Herbert called the National Guard “an important secondary part of the state’s strategy to maintain law and order while facilitating citizen rights of peaceable assembly.”

Salt Lake County Attorney Sim Gill joined 39 other elected prosecutors nationwide in a statement condemning Floyd’s death — and urging changes to put an end to “racially biased policing and police use of excessive force.”

Gill, in a statement sent to media Monday, cited “a long-standing history and practice in this country of the state perpetrating violent abuse against, and painful neglect for, communities and people of color.
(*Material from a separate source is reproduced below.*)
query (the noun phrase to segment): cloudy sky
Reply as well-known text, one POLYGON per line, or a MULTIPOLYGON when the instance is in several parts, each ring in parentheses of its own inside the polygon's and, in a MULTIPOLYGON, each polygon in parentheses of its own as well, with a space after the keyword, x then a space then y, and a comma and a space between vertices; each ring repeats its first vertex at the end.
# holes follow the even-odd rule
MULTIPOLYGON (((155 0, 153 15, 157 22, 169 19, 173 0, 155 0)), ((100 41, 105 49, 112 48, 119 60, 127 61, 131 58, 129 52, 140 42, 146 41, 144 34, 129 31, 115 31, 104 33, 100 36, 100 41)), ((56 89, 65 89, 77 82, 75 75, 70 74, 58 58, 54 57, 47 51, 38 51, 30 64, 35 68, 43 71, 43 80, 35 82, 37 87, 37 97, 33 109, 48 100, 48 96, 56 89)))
Only by working actively to rid our society and systems of structural racism will we be able to meaningfully start down the path of justice for our most alienated brothers and sisters.”

The prosecutors’ statement lists 19 proposed policy changes, including: Creating national databases to track documented cases of police misconduct and records of dangerous officers; repealing laws that shield police records from the public; revisit practices that allow police departments to become militarized; and having candidates running for prosecutor offices refuse donations or endorsements from police departments or police unions.

The head of Utah’s Fraternal Order of Police slammed Mendenhall’s call Saturday for residents to report incidents of unfair treatment of police.

In a statement written Sunday, FOP President Brent Jex said Mendenhall “used her energy to go fishing for complaints about officers. … Maybe if Mayor Mendenhall had actually stood on the street with officers, many of whom are not her employees but showed up to collect stitches instead of paychecks on her behalf, she would be more concerned with the human costs than the political ones.”

Mendenhall responded, in a statement Monday, that the Salt Lake City police “did an amazing job of keeping the peace alongside dozens of other agencies,” including the Utah Highway Patrol and the Utah National Guard.

“I have seen these officers serve our community without hesitation, without complaint,” Mendenhall said. “I’ve heard the insults hurled at them and seen the violence directed at them while they strive to serve and protect.”

Mendenhall said the call for transparency “is the best way to support our officers. … The assertion that transparency and accountability is counter to supporting police is a false choice and really at the root of why our nation has erupted in protest.”

“If any police officer took my words for criticism against their actions on Saturday night, then I am sincerely sorry,” the mayor added, saying the goal “was to make sure the public knows that Salt Lake City police are here to protect and serve, and our department is willing to hear from the public in a spirit of transparency.”

In a Monday night Facebook post, the state FOP thanked Mendenhall for being willing to “rethink her public comments” about police. The post indicated that Mendenhall had begun calling injured police officers and had written to chiefs across the valley “thanking them for their willingness to immediately send their officers into harm’s way when asked to do so.”